Performer: Robbie Robertson
Songwriters: Robbie Robertson, Martin Page
Original Release: Storyville
Year: 1991
Definitive Version: None
As I mentioned, I joined a
Rotisserie baseball league at the Flint Journal in 1990. This is not to be
confused with generic fantasy baseball.
If you aren’t aware of the
differences, in Rotisserie baseball, you pick players from only one league, so
the difference between winning and losing sometimes comes down to a set-up
reliever that you bought for 20 cents at the end of the draft getting 10 saves
instead of none. Rotisserie baseball, in my estimable opinion, is the adult
version of fantasy baseball.
Anyway, after my
team—Willie’s Wonkas (with proper logo)—won the league, really on the last day
of the season, in 1990, I was ready to quit. At the time, I followed a bunch of
players and teams in both leagues, and I didn’t like having to root only for
certain outcomes when I watched a game. I certainly didn’t like feeling like
crap if a few of my pitchers got bombed the night before. In short, I was too
much of a baseball fan to play Rotisserie baseball.
But having won as a rookie
in 1990, I felt obligated to defend my title in 1991. It wasn’t an ego thing,
but part of me also wanted to prove that my championship was no fluke.
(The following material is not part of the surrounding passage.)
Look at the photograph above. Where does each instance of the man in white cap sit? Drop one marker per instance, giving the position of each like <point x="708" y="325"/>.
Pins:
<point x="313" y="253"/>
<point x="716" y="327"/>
It wasn’t. I steamrolled the
league from Opening Day the next year. For the second straight year, I led
every week but one, except that the previous year the one week I didn’t lead
was the second to last, which obviously made for a harrowing conclusion to the
season.
In 1991, during one week in
July everything lined up just right so the second-place team—also the same as
the previous year—passed me by a half-point. One week later, the set of
circumstances that allowed that unwound, and I was back ahead by 6 or 7 points.
It was such a cakewalk, in
fact, that unlike the previous year, baseball chatter around the paper was all
but nonexistent. Instead, the one thing everyone wanted to talk about was how
all my victories proved was that the guy who had the team before me built a
powerhouse, and I just rode his coattails.
This was a laughable
accusation when you consider that I had only two players from his team on my
1991 roster. Granted, they were great ones in a keeper league—Ken Griffey Jr.
and Roger Clemens—but this still was when Griffey was more potential than
superstar.
No, I won because in 1990, I
won the bidding on Cecil Fielder, back from Japan, at the princely sum of
$1.70. Then after riding his 51-homer shock explosion to victory, I traded him
for a package that had as its centerpiece a guy who hit all of 7 home runs that
same year.
Why did I do it? The 7-homer
player was a guy by the name of Frank Thomas, and I was so certain that he was
going to be a superstar, I was willing to trade the most valuable player in the
league based on his production and contract, to get him.
It was a ballsy trade, and,
of course, I was right. Thomas had a huge year in 1991, although it wasn’t
better than Fielder’s. But the additions in the same trade of Chuck Finley, who
won 18 games; and Luis Polonia, who stole 46 bases; more than made up the
difference. (I also gave up Roberto Kelly, Kenny Rogers and one other reliever,
whose name eludes me now.)
I was pretty sure that the
taunts were said somewhat in jest to get my goat, because really what could
they say? But one day, when the league commissioner and the paper’s
librarian—two guys who didn’t seem to be antagonists—accused me of riding on
coattails, I told them how I really felt.
Wrong. I won twice in a row,
because I know talent. I don’t waste roster spots on ham-and-eggers just
because they play for my favorite team. Who else would have traded their best
player from the year before for someone who was nearly waived out of the
league? No one. I did it, and I was right to do it.
I won … because I’m smarter
than you are.
Needless to say, my immodest
oration went over like the Hindenburg. But I didn’t care. One can be pushed
only so far.
So I won back to back titles
and hung them up just as Storyville came out, but to their dismay the league
wasn’t completely rid of me. The biggest transaction of the 1991 season was a
behind-the-scenes agreement that had me become Dave’s adviser in 1992. His team
had finished seventh and last the past two years. If the Bovines were to
stampede to the title suddenly in 1992, that would provide the cherry on top of
the Rotisserie YooHoo sundae.
It turns out the cherry crop
was plentiful in Michigan that year, but that’s another story.